Rather low resistance material layer is formed on described relative high-resistance material layer;

Rather low resistance material layer described in patterning and described relative high-resistance material layer;

Described first dielectric layer is formed on described rather low resistance material layer; And

Remove described first dielectric layer of part and the described rather low resistance material layer of part.

The manufacture method of 26. resistance-type memories as claimed in claim 22, it is characterized in that, form described second electrode on described first dielectric layer and described variable resistive material layer before, also comprise and remove described first dielectric layer of part, to expose described second dielectric layer of part, wherein said second electrode comprises Part III and Part IV, the described Part III of described second electrode connects the described second surface of described variable resistive material layer, described Part IV around described variable resistive material layer described sidewall and be connected with described Part III, and described second dielectric layer is between the described Part IV and described variable resistive material layer of described second electrode.

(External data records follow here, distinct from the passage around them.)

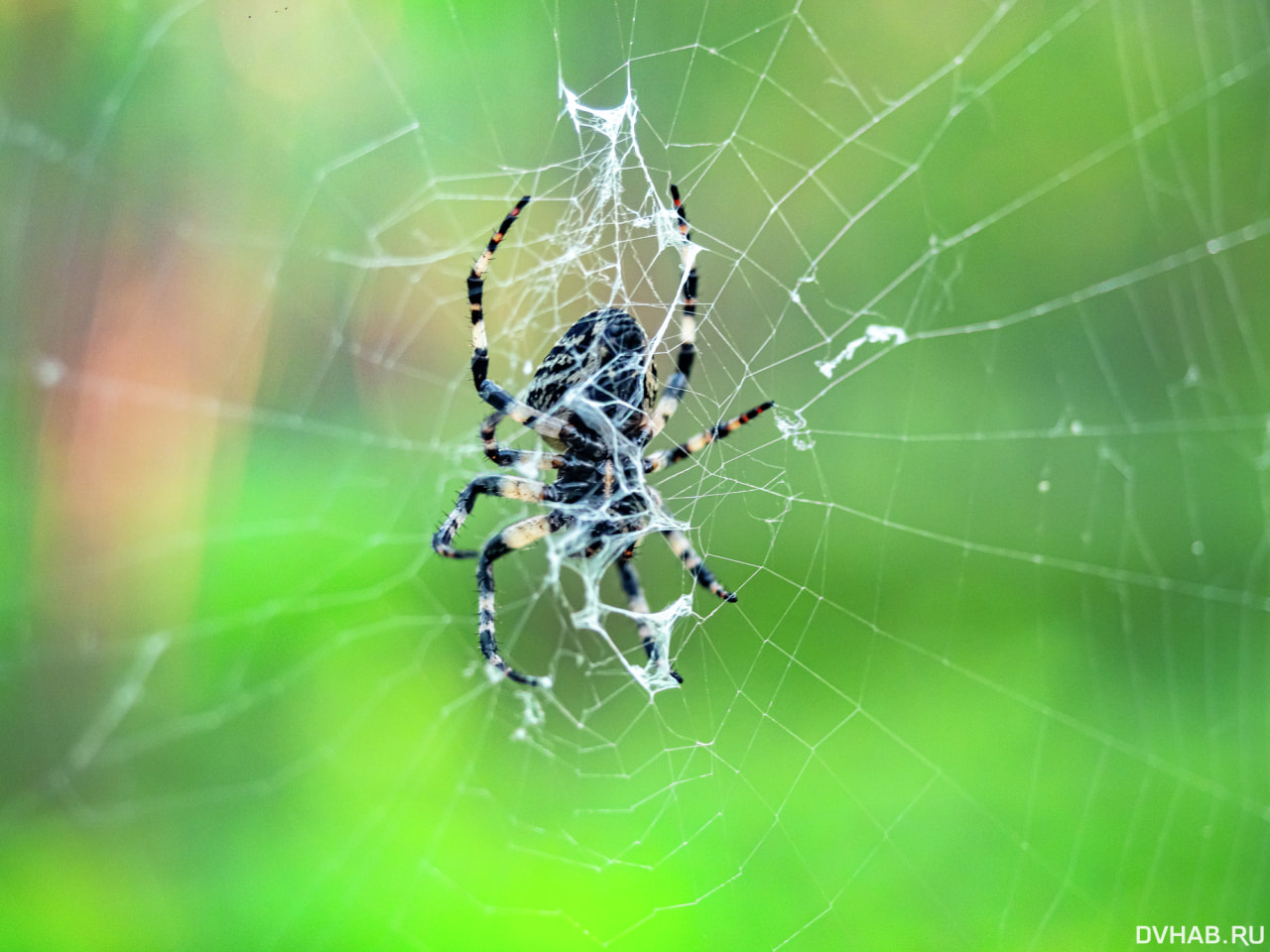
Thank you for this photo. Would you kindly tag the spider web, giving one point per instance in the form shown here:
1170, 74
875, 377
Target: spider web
997, 673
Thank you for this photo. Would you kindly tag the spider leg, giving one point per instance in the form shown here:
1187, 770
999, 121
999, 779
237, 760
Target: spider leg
639, 604
668, 457
502, 456
506, 404
489, 485
680, 544
679, 382
513, 537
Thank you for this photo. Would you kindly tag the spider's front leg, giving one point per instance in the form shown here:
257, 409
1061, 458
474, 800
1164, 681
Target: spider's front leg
513, 537
639, 606
502, 456
679, 382
490, 485
507, 405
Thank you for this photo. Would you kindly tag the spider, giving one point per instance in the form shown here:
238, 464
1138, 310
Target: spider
590, 400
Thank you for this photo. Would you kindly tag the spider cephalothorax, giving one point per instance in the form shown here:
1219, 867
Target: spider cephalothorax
590, 400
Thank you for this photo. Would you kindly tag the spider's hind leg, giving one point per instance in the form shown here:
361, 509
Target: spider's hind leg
639, 606
489, 485
513, 537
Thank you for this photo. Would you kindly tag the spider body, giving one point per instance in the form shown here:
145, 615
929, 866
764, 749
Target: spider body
592, 402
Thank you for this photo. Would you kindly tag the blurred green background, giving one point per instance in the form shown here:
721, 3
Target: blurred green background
998, 671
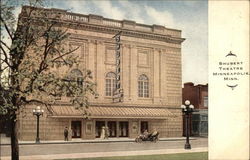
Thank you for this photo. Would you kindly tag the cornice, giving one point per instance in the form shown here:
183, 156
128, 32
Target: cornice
100, 24
125, 32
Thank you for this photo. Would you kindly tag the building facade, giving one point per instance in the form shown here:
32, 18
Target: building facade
150, 65
198, 96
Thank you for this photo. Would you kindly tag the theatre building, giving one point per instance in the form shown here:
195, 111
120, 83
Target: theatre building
150, 77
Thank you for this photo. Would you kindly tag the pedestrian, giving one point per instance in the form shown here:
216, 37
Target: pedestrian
145, 134
106, 133
66, 134
102, 133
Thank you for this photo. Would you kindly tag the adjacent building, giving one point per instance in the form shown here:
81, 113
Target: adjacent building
150, 69
198, 96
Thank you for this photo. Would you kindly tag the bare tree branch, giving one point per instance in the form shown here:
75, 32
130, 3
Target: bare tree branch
5, 56
61, 56
5, 45
6, 27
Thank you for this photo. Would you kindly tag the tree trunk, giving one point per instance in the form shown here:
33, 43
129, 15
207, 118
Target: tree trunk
14, 139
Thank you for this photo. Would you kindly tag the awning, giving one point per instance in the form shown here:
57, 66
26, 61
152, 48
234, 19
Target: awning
112, 112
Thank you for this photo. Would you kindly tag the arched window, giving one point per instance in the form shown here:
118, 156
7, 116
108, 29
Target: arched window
76, 75
110, 83
143, 89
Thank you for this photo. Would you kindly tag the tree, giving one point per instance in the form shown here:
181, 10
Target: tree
30, 64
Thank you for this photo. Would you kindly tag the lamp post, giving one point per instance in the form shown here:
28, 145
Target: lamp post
37, 112
187, 109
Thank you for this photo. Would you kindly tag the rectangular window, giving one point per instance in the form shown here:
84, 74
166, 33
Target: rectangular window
108, 87
205, 101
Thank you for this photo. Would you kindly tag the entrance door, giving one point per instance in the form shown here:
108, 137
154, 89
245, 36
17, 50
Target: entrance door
98, 128
112, 128
76, 129
144, 126
123, 129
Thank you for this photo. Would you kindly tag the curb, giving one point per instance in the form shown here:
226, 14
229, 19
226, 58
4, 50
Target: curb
94, 141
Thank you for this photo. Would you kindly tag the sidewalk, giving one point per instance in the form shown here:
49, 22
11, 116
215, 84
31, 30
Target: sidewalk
109, 154
6, 141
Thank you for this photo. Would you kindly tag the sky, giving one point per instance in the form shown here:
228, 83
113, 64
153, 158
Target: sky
190, 16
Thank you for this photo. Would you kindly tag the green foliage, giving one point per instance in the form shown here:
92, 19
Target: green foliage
38, 53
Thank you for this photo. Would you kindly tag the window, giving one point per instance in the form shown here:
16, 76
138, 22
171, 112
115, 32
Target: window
75, 76
110, 83
205, 101
143, 88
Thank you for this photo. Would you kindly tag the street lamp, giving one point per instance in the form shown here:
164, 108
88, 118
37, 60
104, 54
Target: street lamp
37, 112
187, 109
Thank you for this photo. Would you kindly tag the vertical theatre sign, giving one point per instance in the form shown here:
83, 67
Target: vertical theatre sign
118, 92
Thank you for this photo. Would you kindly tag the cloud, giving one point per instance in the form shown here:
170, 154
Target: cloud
108, 10
133, 11
164, 18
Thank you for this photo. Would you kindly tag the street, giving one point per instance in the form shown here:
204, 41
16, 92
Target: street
70, 148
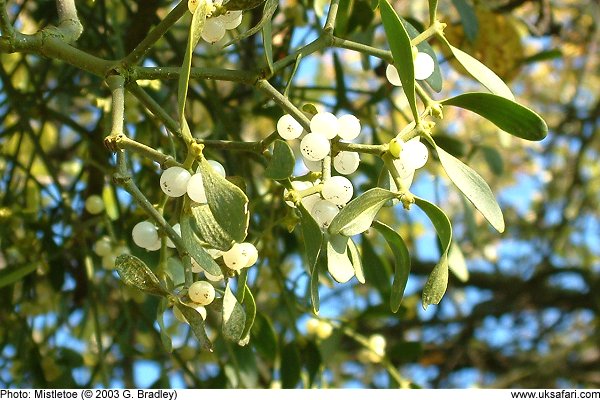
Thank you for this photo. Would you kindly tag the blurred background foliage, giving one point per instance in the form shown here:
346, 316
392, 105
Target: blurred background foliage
528, 316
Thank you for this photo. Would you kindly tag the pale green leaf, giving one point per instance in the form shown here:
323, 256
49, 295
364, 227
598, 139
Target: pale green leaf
135, 273
234, 317
507, 115
483, 74
436, 284
227, 202
473, 187
282, 161
356, 261
402, 259
164, 337
196, 323
457, 263
193, 246
268, 11
338, 263
358, 214
401, 49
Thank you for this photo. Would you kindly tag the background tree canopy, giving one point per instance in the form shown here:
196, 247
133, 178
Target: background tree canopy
524, 314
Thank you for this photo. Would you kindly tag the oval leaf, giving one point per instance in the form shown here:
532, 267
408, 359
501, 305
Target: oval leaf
402, 258
483, 74
194, 247
227, 202
401, 49
338, 263
358, 215
313, 238
135, 273
282, 162
234, 317
457, 263
474, 188
356, 261
436, 284
509, 116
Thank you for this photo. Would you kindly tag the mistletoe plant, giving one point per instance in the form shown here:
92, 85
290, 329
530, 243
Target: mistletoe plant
210, 210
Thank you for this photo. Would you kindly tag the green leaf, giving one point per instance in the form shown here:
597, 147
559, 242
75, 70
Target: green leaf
268, 44
468, 19
268, 11
483, 74
338, 263
193, 246
208, 229
493, 159
264, 338
435, 81
457, 263
196, 27
227, 202
250, 312
377, 273
401, 49
358, 214
402, 258
164, 337
473, 187
10, 275
313, 238
234, 317
436, 284
340, 83
356, 261
290, 367
135, 273
196, 323
509, 116
281, 165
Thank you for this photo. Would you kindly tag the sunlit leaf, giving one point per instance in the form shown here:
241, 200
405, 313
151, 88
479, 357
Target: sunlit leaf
358, 214
436, 284
338, 264
234, 317
282, 161
402, 268
227, 202
356, 261
507, 115
193, 245
401, 49
135, 273
473, 187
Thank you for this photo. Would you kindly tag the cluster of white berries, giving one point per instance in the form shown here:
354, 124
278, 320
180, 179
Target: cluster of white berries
108, 252
424, 67
177, 181
314, 147
215, 28
145, 235
413, 156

The manufacture method of 27. resistance-type memories as claimed in claim 26, it is characterized in that, the described Part III of described second electrode is relative resistive formation, and the described Part IV of described second electrode is rather low resistance layer.

The manufacture method of 28. resistance-type memories as claimed in claim 27, it is characterized in that, the method forming described second electrode on described first dielectric layer and described variable resistive material layer comprises:

Rather low resistance material layer is formed on described first dielectric layer and described variable resistive material layer;

Carry out planarization process, remove part described rather low resistance material layer to the described second surface exposing described second dielectric layer and described variable resistive material layer;

In described rather low resistance material layer with described variable resistive material layer is formed relative high-resistance material layer; And

Rather low resistance material layer described in patterning and described relative high-resistance material layer, to form described second electrode.